Provably Correct Code Generation
Automatically generating the
production software from a specification solves many of the problems
in system development. If correct, automated translation guarantees
that the behavior of the production code is consistent with the
formal specification. There are several commercial systems
that are based on this idea and translate a formal or semi-formal
specification to executable code, for instance, Statemate from
I-Logix, the Rose tools from Rational Corporation, and SCADE from
Verilog.
There are, however, various reasons to
distrust code generated from a formal or semi-formal specification.
First, the translation process may not be formal: the specification
and/or target language may not have formal semantics, the
translation may not be formally defined, and the code generator may
not transparently implement the formal translation. Second,
the code may not be traceable back to the original specification.
Third, the generated code may not be suitable for the environment:
it may be too inefficient, or not match the traceability/readability
standards required for the project.
We are attempting to generate
production code that can be trusted and is efficient enough to be
used in most safety-critical domains. Our approach is based on the
denotational semantics of both RSML-e (Requirements
State Machine Language without Events) and a simplified imperative
target language (SIMPL). The semantics are used to prove that
the translator correctly implements the RSML-e
semantics in SIMPL. SIMPL is a subset of several imperative
languages (for example, C, C++, and Ada) so that we can trivially
map our generated code to several imperative languages. SIMPL also
has a much smaller semantics than commercial imperative languages,
so it is easier to use in the translation proofs.
We intend to use the code generator in
both research and industrial systems to investigate the following
questions:
-
How difficult is it to provide a
complete formalization of the code-generation process?
-
What is the worst-case execution
time of the generated code, and is it sufficient for a broad
variety of safety-critical applications?
-
Which provably-correct
optimizations provide the largest benefit to the worst-case
execution time? How do they affect
traceability/readability?
-
Is it possible to split an RSML-e
specification into communicating subtasks to improve performance
and processor utilization? Can formal correctness
arguments for the generated code be provided?
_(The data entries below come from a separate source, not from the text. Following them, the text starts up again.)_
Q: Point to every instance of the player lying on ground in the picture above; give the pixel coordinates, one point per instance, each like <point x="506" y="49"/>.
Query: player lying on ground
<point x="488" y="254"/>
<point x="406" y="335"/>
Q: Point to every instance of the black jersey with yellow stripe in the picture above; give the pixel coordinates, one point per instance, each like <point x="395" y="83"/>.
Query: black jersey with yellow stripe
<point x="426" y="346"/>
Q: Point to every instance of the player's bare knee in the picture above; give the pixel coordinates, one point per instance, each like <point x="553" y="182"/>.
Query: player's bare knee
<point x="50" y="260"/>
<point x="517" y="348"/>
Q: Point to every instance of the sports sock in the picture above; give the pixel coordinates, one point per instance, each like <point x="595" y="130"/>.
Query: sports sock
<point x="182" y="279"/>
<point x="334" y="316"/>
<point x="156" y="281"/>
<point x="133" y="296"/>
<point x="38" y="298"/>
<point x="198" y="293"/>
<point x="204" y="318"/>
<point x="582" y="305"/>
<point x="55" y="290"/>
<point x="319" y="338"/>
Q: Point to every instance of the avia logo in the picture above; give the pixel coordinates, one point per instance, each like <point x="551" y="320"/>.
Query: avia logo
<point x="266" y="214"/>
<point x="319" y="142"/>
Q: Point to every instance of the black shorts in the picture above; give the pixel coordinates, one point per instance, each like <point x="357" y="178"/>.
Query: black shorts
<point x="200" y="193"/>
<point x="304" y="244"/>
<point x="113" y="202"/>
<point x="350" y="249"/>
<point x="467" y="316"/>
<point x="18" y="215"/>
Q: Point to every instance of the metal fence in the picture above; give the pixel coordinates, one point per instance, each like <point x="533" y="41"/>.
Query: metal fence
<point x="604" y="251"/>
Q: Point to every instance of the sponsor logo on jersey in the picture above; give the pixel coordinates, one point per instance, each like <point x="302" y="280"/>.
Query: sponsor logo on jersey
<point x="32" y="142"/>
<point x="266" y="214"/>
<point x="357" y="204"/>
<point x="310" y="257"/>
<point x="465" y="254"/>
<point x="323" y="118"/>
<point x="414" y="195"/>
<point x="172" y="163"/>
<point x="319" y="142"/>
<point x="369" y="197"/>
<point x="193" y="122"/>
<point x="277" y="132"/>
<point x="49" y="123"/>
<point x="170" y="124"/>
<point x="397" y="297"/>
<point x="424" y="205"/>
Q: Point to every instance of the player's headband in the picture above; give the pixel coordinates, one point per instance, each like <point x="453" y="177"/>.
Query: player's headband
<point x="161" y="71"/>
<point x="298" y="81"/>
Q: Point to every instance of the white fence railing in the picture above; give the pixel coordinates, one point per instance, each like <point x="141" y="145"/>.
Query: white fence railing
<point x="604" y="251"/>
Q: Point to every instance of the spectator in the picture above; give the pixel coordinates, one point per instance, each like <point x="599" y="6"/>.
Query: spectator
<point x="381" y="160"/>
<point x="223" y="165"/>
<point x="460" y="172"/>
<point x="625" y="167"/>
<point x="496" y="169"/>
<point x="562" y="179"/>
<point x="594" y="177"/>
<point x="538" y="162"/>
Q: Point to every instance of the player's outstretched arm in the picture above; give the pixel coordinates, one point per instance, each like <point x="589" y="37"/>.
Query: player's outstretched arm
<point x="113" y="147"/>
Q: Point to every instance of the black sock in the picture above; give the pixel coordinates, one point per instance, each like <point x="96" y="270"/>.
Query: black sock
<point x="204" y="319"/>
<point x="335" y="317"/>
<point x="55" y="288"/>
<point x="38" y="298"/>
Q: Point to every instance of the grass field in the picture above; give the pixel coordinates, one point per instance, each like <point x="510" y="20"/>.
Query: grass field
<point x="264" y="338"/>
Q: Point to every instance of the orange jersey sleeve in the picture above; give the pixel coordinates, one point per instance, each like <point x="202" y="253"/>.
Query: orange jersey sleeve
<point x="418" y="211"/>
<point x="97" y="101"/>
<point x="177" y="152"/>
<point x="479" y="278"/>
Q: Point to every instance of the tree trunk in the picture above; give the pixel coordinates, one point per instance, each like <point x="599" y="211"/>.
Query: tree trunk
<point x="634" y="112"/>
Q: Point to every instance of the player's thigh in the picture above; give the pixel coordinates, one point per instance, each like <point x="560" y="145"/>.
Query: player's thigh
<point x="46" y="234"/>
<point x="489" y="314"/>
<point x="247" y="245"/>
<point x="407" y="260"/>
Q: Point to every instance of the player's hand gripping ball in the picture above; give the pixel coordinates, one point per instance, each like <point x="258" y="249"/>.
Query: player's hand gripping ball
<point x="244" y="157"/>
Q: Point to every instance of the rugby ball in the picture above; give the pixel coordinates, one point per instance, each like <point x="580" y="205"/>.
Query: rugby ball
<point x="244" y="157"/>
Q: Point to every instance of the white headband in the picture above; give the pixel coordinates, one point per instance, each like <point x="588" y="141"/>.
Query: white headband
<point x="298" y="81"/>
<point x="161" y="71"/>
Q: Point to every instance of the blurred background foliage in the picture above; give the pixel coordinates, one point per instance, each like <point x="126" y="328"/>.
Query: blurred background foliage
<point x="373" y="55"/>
As far as we are aware, no code-generation approach from a formal
specification language provides a completely formal basis for
translation. Our approach will yield a full formalization of the
translation process. We believe that generating non-optimized,
easily readable and traceable code is sufficient for a variety of
safety-critical systems. For applications with more stringent
time deadlines, provably-correct optimizations can dramatically
improve performance and still provide a high degree of traceability
and readability from the specification. |